Qemal Omari

Personal information
- Full name: Qemal Omari
- Place of birth: Istanbul, Turkey, (then Ottoman Empire)
- Position: Midfielder

Senior career*
- Years: Team / Apps / (Gls)
- 1926–1931: İstanbulspor

International career
- Turkey

Managerial career
- 1932–1938: Skënderbeu Korçë

= Qemal Omari =

Turkish footballer and manager (born 1928)

Qemal Omari (born 1902) (in Turkey was known as Kemal Halim Gürgen) was a Turkish football player, manager, and referee of Albanian heritage.
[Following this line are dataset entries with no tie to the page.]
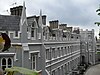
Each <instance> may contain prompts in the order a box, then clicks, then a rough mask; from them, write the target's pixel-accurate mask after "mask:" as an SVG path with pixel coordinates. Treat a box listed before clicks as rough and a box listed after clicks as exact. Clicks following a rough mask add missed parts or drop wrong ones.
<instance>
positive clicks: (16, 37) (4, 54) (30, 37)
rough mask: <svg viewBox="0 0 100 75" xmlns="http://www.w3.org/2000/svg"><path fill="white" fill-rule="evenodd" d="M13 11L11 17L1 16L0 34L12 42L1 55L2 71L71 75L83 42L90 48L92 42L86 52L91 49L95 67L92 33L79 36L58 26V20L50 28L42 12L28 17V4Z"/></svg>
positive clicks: (72, 31)
mask: <svg viewBox="0 0 100 75" xmlns="http://www.w3.org/2000/svg"><path fill="white" fill-rule="evenodd" d="M10 10H11V15H0V32H2V33H7V34H8V35H9V37H10V39H11V42H12V43H11V44H12V46H11V48H10V49H9V51H6V52H2V53H0V65H1V68H2V69H3V70H4V69H5V68H8V67H12V66H20V67H25V68H28V69H32V70H37V71H39V72H41V74H42V75H67V74H71V73H72V72H73V71H74V69H76V68H77V65H78V64H79V63H80V54H81V53H80V52H81V51H83V50H80V44H81V42H82V43H83V42H84V43H85V44H88V45H89V44H90V42H91V50H89V49H90V46H88V47H84V48H88V52H89V54H90V55H89V62H92V63H95V61H94V59H95V57H94V39H93V37H94V31H93V30H92V31H85V32H81V35H80V34H79V32H77V33H78V34H77V33H75V32H74V33H73V30H72V27H67V24H59V21H58V20H54V21H50V22H49V24H50V26H46V16H45V15H42V12H41V11H40V16H31V17H26V11H25V4H24V5H23V6H19V7H14V8H11V9H10ZM21 11H22V12H21ZM84 33H86V34H85V35H86V37H84ZM88 34H89V35H88ZM88 36H90V38H89V39H88ZM81 37H82V38H81ZM85 38H86V39H85ZM80 40H81V42H80ZM90 40H91V41H90ZM87 41H88V42H87ZM86 42H87V43H86ZM84 51H85V53H83V52H82V55H84V56H85V55H86V57H85V58H88V57H87V56H88V52H86V51H87V49H85V50H84ZM92 57H93V58H92ZM91 59H93V60H91ZM85 60H86V61H87V59H85Z"/></svg>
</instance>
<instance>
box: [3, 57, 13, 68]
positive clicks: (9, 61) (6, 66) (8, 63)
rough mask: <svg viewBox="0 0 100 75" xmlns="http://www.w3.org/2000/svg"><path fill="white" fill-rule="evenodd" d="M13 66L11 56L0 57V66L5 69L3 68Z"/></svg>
mask: <svg viewBox="0 0 100 75" xmlns="http://www.w3.org/2000/svg"><path fill="white" fill-rule="evenodd" d="M12 66H13V59H12V58H11V57H4V58H1V68H2V69H3V70H5V68H10V67H12Z"/></svg>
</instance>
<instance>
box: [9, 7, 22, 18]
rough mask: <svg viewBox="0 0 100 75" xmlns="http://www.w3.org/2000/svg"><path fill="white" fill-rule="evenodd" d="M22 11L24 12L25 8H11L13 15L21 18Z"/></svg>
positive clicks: (20, 7)
mask: <svg viewBox="0 0 100 75" xmlns="http://www.w3.org/2000/svg"><path fill="white" fill-rule="evenodd" d="M22 10H23V6H17V7H13V8H10V12H11V15H17V16H21V14H22Z"/></svg>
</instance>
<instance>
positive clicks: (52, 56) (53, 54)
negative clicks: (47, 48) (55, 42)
mask: <svg viewBox="0 0 100 75" xmlns="http://www.w3.org/2000/svg"><path fill="white" fill-rule="evenodd" d="M52 58H55V48H53V49H52Z"/></svg>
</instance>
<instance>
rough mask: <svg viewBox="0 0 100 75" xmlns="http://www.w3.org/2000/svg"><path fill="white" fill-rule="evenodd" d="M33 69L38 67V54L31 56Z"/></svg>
mask: <svg viewBox="0 0 100 75" xmlns="http://www.w3.org/2000/svg"><path fill="white" fill-rule="evenodd" d="M31 62H32V70H34V69H36V55H32V56H31Z"/></svg>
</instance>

He was a founding member of İstanbulspor A.Ş. in 1926, and he played for the club before retiring and becoming a referee and the general secretary of the Istanbul Football League. In 1932, he notably refereed the game between Galatasaray and Fenerbahçe before moving to Albania to become the manager of Skënderbeu Korçë.

==Skënderbeu==
In the early 1930s, King Zog of Albania had wanted foreign players and coaches to come to the country in order to raise the profile of football and increase standards, and Omari was invited by representatives of King Zog to Albania along with Servet Teufik Agaj, both of whom were ethnic Albanians living in Turkey. Both Omari and Agaj were to head to Korçë to join the Skënderbeu. It is not known why they chose Skënderbeu, but some have suggested that Omari's parents may have originally been from Korçë but had emigrated to Turkey during the Ottoman era. Agaj was born in Gora, Korçë, but had been living in Turkey for a number of years before returning in 1931, one year before himself and Omari joined Skënderbeu. It has been suggested that Omari chose to go to Korçë on the recommendation of Agaj.

Omari won the 1933 Albanian Championship with Skënderbeu after finishing fourth in his first season. In the title-winning season, Servet Teufik Agaj scored seven league goals and was named the top scorer. Both the player and coach remained at the club until 1938, when they returned to Turkey.